Yıllarca, arama kurtarma gazisi olan kocamın sarsılmaz bir soğukkanlılıkla tehlikeyle yüzleşmesini izledim. Heyelanlardan sağ kurtulanları taşıdı, azgın sulara atladı ve çoğu insanı derinden sarsacak felaketlerle uğraştı. Hiçbir şey onu etkilemiyor gibiydi; ta ki bir gün telefonuma “Bebeği 6. Bina’dan çıkardık” yazan bir mesajla gelene kadar.

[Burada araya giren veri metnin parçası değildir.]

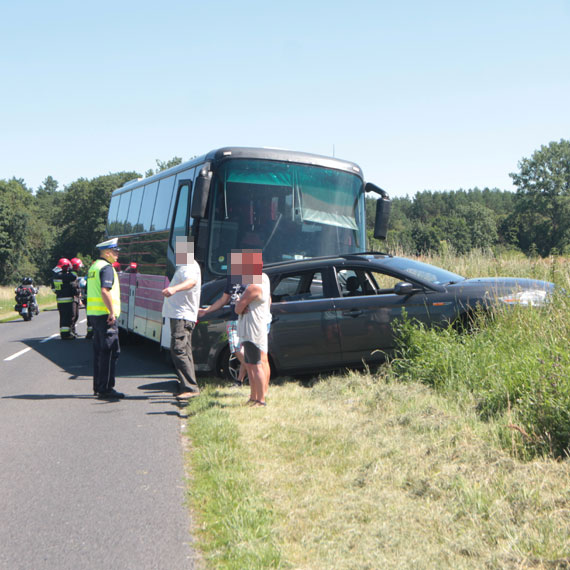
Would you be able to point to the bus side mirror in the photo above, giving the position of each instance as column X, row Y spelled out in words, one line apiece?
column 383, row 205
column 201, row 192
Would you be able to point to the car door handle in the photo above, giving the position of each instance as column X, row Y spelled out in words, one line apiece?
column 352, row 313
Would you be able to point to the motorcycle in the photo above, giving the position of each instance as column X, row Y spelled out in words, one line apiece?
column 26, row 303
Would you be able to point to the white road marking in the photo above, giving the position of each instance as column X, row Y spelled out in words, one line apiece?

Görüntü beni dondurdu. Yıldız ve bulut desenli polar bir battaniyenin üzerinden minik bir bebek yukarı bakıyordu. Onu anında tanıdığımda nefesim boğazımda düğümlendi. Battaniye, teyzem tarafından altı ay önce ölü doğan torunu için elle dikilmişti. Bu battaniye de onunla birlikte toprağa indirilmişti. Bir daha asla kimsenin eline geçmemeliydi; hele ki yaşayan bir çocuğun etrafına sarılmamalıydı.

Aklımdan sorular geçiyordu. 6. Bina yıllardır terk edilmişti, ana girişi asma kilitler ve zincirlerle kapatılmıştı. İçeride bir bebek olmasının hiçbir sebebi yoktu ve kocamın ekibinin orada bir bebek bulmasının da bir açıklaması yoktu. Fotoğrafa bakarken telefonum çaldı. Arayan kuzenimdi, sesi titriyordu. O da battaniyeyi tanımıştı ve benim gibi, ne gördüğümüzü anlayamıyordu.

Gizem her ayrıntıyla daha da derinleşiyordu. Kocamın ekibi ana kapıları zorla açmamıştı ve yine de sonsuza dek gömülmesi gereken bir şeye sarılı bir bebek bulmuşlardı. Battaniyeyle ilgili gerçeği kendime sakladım, kocam tanık olduğu şeyi hâlâ sindirmeye çalışırken onu bu durumla baş başa bırakamazdım. Aramızda, ikimizin de sormaya cesaret edemediği sorularla dolu ağır bir sessizlik vardı.

O gece, 6 Numaralı Bina’dan kurtarmanın daha önce hiç yaşamadığı bir şey olduğunu fark ettim. Kocam ilk kez sarsıldı ve nedenini anladım. Çocuk, mühürlü bina ve gömülü tavan, akıl almaz bir şeyle birbirine bağlıydı. İçten içe bunun, ailemizi henüz ortaya çıkmamış, ürkütücü bir sırra bağlayacak imkansız bir hikayenin sadece başlangıcı olduğunu biliyordum.